There’s No Holding On

Trading Buy & Hold

There comes a time when you have to sell your long-term holdings. Here’s how you know when to sell them.

Trading buy & hold may sound like an oxymoron, but one day the hold in buy & hold will become a sell. Usually, when someone buys and holds a stock for the long term, it means they will own it for years, sometimes decades. In 1990 I bought shares of Michaels Stores and after 17 years, had to sell them. I didn’t have a choice; the company went private. Fortunately, I made almost 5,000% on the trade. Whether you have a choice or not, most buy & hold investments have an expiration date — a time when it’s best to sell.

When is that time?

Take a look at the chart in Figure 1. In the period leading to the bear market in 2000, many semiconductor stocks showed a profile similar to that of Intel (INTC).

In the late 1990s, the value of INTC made tremendous gains, but the velocity ramped up in 2000 when the froth for technology stocks pushed them to Everest heights. Then look what happened. The tech bubble burst and the bear market did the rest. Since then, the stock has been stuck at base camp.
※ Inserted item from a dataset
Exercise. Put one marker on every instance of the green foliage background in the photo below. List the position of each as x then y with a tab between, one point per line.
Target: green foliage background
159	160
To highlight that the plight of INTC was not alone, I show another example in Figure 2. The chart of Anadigics (ANAD), another semiconductor stock, looks similar to that of INTC. The stock price waved up and down and then had a sharp rise from 1999–2000. After spending two months in the rarified atmosphere over $100, the stock started its return down the price mountain. At the summit in March 2000, the stock price reached $112. A year later, the value of the stock bottomed at $10.50. An investor seeing that kind of giveback would question the sanity of holding a stock for the long term.